The NASA/ESA Hubble Space Telescope has taken a very detailed image of the bulge globular cluster NGC 6638.
Globular clusters are dense systems of very ancient stars, gravitationally bound into a single structure about 100-200 light-years across.
They are among the oldest known objects in the Universe and are relics of the first epochs of galaxy formation.
Globular clusters contain hundreds of thousands or perhaps a million stars. The large mass in the rich stellar center of a cluster pulls the stars inward to form a ball of stars.
It is thought that every galaxy has a population of globular clusters. Some, like our the Milky Way, have a few hundred, while elliptical galaxies can have several thousand.

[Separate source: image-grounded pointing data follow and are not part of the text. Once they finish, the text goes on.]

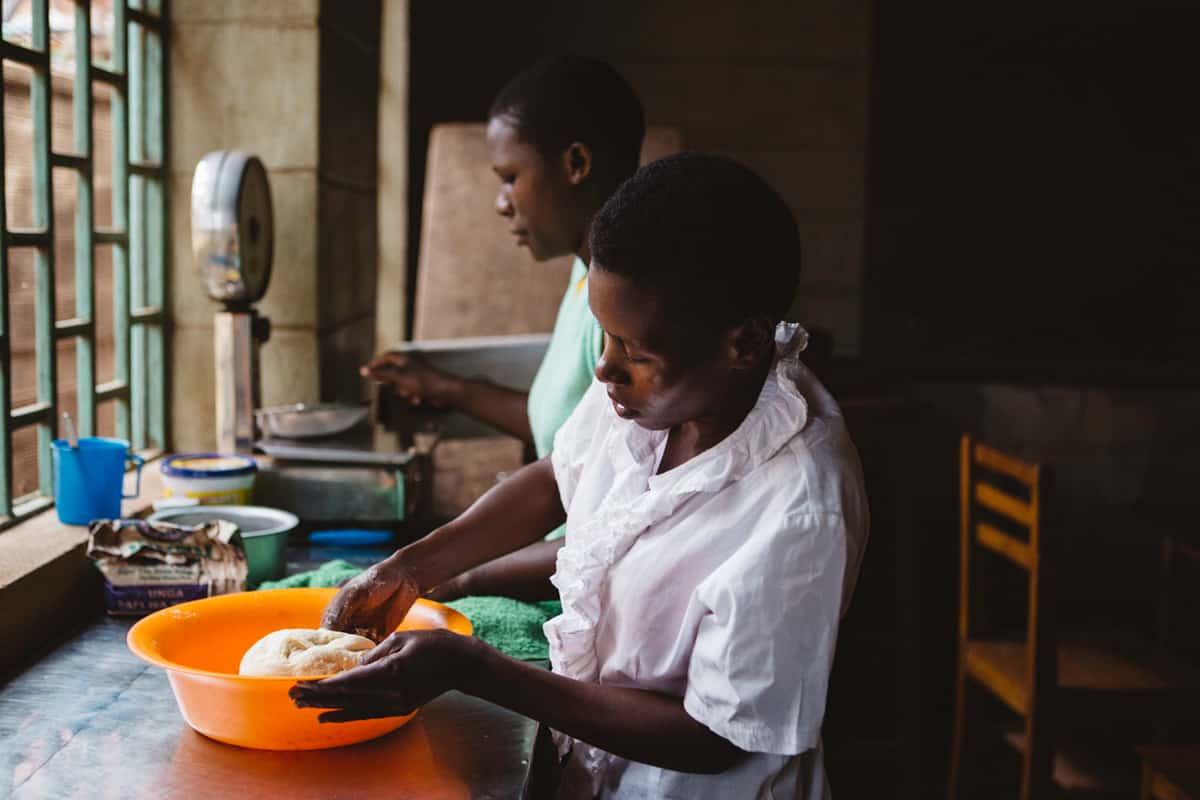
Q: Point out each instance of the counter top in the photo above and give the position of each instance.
(93, 720)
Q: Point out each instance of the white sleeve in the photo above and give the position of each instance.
(760, 667)
(574, 439)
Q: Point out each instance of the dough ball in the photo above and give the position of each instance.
(304, 651)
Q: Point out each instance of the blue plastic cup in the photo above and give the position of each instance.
(88, 480)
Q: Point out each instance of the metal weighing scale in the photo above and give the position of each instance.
(357, 475)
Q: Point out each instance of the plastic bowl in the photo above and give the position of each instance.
(264, 534)
(211, 479)
(201, 644)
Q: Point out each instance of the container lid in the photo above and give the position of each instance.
(208, 465)
(174, 503)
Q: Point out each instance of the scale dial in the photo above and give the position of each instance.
(233, 232)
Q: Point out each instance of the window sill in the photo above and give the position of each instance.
(47, 583)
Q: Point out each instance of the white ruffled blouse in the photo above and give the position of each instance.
(720, 581)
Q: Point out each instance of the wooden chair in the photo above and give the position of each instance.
(1042, 675)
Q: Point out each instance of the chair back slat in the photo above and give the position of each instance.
(1005, 464)
(1002, 503)
(1011, 547)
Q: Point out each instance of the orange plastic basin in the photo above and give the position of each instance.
(201, 644)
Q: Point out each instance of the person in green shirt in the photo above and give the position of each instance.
(563, 134)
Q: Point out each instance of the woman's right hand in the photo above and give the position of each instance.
(375, 602)
(413, 379)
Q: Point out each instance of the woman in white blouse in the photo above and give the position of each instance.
(715, 519)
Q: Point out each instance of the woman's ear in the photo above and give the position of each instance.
(750, 341)
(577, 162)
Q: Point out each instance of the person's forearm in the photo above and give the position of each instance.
(504, 409)
(633, 723)
(523, 575)
(517, 511)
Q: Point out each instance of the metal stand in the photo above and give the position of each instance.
(237, 336)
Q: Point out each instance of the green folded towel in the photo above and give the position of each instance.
(328, 575)
(509, 625)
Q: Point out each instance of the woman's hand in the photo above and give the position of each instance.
(375, 602)
(413, 379)
(407, 671)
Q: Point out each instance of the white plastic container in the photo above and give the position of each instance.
(210, 479)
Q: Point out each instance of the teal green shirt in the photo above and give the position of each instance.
(569, 365)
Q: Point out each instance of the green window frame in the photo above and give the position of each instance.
(138, 239)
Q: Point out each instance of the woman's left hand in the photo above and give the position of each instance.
(406, 671)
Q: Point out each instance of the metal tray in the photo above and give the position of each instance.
(310, 421)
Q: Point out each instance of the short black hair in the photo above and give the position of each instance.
(568, 98)
(706, 232)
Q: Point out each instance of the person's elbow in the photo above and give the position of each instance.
(707, 753)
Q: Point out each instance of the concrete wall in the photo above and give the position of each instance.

“Hubble revolutionized the study of globular clusters, as it is almost impossible to clearly distinguish the stars in globular clusters with ground-based telescopes,” Hubble astronomers said.
“The blurring caused by Earth’s atmosphere makes it impossible to tell one star from another, but from Hubble’s location in low Earth orbit the atmosphere no longer poses a problem.”
“As a result, Hubble has been used to study what kind of stars globular clusters are made up of, how they evolve, and the role of gravity in these dense systems.”
NGC 6638, otherwise known as C 1827-255 or GCl 95, is located in the constellation of Sagittarius.
This globular cluster was discovered on July 12, 1784 by the German-born British astronomer William Herschel with his 18.7-inch telescope.
It belongs to the Milky Way’s bulge, a very massive and dense region of stars at the heart of our Galaxy.
To capture the data in this image of NGC 6638, the astronomers used Hubble’s Advanced Camera for Surveys (ACS) and Wide Field Camera 3 (WFC3) instruments.
“The NASA/ESA/CSA James Webb Space Telescope will further our understanding of globular clusters by peering into those globular clusters that are currently obscured by dust,” the researchers said.
“Webb will predominantly observe at infrared wavelengths, which are less affected by the gas and dust surrounding newborn stars.”
“This will allow astronomers to inspect star clusters that are freshly formed, providing insights into stellar populations before they have a chance to evolve.”